Method
Note: We are unsure whether this method should be used to estimate effect sizes for predictors that vary somewhat or completely at the between-cluster level (i.e., vary at level 2), because the random intercept variance (between-cluster variance) is fixed when calculating the variance explained by the predictor. Thus, we demonstrate this method by calculating the effect size of a predictor that varies strictly at the lowest level (i.e, varies only at level 1, within-clusters/units).
This page is will show one method for estimating effects size for mixed models in Stata. Specifically, we will estimate Cohen’s \(f^2\) effect size measure using the method described by Selya et al.(2012, see References at the bottom) .
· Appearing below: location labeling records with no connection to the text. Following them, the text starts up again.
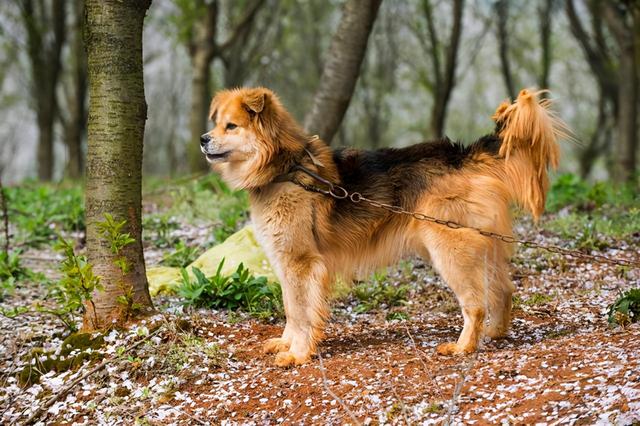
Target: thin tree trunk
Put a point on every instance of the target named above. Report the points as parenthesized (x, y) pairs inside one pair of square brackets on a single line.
[(626, 144), (443, 91), (597, 143), (342, 68), (75, 125), (117, 114), (44, 56), (198, 117), (502, 13), (544, 20)]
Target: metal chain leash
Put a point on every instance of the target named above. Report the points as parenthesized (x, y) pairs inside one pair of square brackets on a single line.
[(340, 193)]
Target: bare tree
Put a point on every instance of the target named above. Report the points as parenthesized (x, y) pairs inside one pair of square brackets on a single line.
[(74, 120), (200, 25), (621, 21), (342, 68), (444, 72), (117, 114), (378, 79), (616, 73), (545, 17), (502, 18), (44, 22)]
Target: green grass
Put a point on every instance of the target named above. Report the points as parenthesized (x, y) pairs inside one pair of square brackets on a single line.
[(591, 215), (379, 293), (238, 291), (38, 211), (626, 309)]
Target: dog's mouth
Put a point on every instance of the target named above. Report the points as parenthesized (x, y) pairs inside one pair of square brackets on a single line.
[(217, 157)]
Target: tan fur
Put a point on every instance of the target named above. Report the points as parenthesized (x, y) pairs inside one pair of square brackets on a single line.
[(310, 239), (529, 134)]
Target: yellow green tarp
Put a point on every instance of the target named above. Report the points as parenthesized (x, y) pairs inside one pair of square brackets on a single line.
[(240, 247)]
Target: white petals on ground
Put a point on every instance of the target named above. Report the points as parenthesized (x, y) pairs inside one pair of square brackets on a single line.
[(560, 363)]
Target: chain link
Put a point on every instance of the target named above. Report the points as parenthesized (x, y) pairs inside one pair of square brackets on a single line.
[(340, 193)]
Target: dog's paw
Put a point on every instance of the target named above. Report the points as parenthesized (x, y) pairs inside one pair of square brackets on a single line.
[(496, 332), (273, 346), (289, 359), (453, 349)]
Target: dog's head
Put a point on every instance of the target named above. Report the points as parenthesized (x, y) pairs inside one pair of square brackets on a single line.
[(247, 135)]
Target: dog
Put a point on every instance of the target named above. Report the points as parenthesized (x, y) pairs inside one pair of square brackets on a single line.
[(311, 238)]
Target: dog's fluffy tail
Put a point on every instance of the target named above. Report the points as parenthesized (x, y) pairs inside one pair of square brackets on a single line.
[(529, 132)]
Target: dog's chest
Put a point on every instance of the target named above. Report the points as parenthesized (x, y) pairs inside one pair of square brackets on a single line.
[(282, 219)]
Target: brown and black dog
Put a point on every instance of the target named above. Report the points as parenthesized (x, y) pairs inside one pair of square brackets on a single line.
[(311, 239)]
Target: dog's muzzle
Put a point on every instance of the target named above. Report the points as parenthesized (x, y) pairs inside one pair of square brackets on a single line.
[(213, 155)]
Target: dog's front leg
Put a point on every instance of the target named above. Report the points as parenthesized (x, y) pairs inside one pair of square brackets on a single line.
[(304, 291)]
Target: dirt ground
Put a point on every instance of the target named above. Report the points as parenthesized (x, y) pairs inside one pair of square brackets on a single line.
[(560, 364)]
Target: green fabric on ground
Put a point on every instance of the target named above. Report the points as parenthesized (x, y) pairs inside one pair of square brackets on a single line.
[(240, 247)]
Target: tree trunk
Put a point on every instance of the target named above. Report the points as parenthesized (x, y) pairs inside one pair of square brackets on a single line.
[(626, 144), (44, 57), (198, 116), (117, 114), (443, 91), (502, 13), (341, 70), (75, 124), (544, 18)]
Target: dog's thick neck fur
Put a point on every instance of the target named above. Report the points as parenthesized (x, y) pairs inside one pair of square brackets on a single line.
[(293, 147)]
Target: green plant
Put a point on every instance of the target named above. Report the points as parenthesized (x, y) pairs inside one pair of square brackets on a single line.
[(378, 292), (626, 309), (181, 255), (11, 271), (40, 211), (241, 290), (158, 228), (570, 190), (76, 286), (538, 299), (111, 231)]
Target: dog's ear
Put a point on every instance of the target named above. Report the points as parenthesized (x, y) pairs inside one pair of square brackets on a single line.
[(255, 101), (213, 108)]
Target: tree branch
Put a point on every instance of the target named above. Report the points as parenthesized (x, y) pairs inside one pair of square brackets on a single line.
[(242, 26), (434, 42)]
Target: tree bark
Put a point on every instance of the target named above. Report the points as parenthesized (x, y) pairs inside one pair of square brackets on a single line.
[(44, 56), (544, 19), (444, 87), (117, 114), (625, 148), (201, 46), (502, 14), (341, 70)]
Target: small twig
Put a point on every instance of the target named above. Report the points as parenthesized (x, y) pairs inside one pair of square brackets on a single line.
[(64, 391), (427, 370), (5, 215), (195, 418), (458, 389), (333, 395)]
Here is the formula we will use to estimate the (fixed) effect size for predictor \(b\), \(f^2_b\), in a mixed model:
\[f^2_b = \frac{R^2_{ab}-R^2_a}{1-R^2_{ab}} \]
\(R^2_{ab} \) represents the proportion of variance of the outcome explained by all the predictors in a full model, including predictor \(b\). \(1-R^2_{ab}\) in the denominator thus represents the proportion of variance of the outcome not explained by the full model.
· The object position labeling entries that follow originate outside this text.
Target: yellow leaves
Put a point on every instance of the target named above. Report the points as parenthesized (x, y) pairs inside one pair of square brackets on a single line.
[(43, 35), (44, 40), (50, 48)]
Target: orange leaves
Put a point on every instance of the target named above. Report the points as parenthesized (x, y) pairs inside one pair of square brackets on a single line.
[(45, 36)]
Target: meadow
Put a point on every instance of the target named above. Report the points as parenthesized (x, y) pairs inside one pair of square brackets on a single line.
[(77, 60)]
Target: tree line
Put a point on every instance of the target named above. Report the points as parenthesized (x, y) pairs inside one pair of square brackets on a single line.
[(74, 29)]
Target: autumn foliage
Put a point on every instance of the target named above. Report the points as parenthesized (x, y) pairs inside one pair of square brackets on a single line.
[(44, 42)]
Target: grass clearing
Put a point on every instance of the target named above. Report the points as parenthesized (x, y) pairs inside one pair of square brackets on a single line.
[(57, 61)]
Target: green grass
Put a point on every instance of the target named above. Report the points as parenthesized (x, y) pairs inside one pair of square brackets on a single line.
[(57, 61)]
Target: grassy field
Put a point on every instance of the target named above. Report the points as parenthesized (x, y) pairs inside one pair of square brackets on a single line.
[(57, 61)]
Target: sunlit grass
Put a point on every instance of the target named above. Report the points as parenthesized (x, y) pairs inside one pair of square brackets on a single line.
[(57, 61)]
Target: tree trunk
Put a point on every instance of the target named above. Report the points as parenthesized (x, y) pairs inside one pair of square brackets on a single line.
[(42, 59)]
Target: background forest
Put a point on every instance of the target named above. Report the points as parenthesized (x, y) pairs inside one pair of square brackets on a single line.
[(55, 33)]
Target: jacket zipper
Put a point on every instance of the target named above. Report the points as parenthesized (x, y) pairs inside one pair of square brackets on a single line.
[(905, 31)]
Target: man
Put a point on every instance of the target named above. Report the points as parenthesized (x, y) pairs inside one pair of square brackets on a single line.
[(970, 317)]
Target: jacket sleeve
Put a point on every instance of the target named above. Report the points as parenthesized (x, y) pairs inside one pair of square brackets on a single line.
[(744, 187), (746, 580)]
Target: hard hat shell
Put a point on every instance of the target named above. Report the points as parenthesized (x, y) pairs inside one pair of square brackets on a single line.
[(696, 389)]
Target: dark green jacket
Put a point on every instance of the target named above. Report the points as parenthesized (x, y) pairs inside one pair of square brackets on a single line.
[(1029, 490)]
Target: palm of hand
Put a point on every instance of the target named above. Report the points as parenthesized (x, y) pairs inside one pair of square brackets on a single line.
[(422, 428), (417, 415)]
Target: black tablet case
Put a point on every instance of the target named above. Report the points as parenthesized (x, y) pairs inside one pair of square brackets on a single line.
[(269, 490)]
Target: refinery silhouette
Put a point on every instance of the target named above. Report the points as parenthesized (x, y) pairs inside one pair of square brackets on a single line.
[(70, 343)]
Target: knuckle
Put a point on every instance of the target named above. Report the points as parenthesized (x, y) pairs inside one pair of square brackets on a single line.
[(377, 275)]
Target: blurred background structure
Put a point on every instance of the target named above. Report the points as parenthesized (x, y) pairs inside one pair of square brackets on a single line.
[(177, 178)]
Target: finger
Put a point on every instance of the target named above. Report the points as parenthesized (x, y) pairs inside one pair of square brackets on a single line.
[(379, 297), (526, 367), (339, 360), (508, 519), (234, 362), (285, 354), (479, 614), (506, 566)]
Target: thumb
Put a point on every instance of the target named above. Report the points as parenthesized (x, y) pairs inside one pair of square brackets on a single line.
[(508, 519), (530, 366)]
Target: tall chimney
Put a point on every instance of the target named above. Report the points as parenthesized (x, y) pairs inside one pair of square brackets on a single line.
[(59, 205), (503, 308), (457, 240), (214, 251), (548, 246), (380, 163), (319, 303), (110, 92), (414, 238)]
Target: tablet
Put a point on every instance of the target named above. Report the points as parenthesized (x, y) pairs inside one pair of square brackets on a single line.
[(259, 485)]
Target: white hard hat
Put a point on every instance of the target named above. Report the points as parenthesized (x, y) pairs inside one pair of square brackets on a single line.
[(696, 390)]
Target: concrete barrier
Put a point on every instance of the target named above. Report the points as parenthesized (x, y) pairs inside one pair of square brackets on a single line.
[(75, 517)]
\(R^2_a\) represents the proportion of variance of the outcome explained by the predictors in a reduced model with all fixed effects from the full model except for the effect of \(b\), and random effects constrained to be the same as those from the full model. \(R^2_{ab}- R^2_a\) in the numerator is the additional proportion of variance of the outcome solely attributable to \(b\).
Unlike linear regression models, \(R^2\) is not readily available from the output of mixed models, whereas residual variances typically are available, so we will calculate \(R^2\) from residual variances:
\[R^2 = \frac{V_{null} – V_{model}}{V_{null}} \]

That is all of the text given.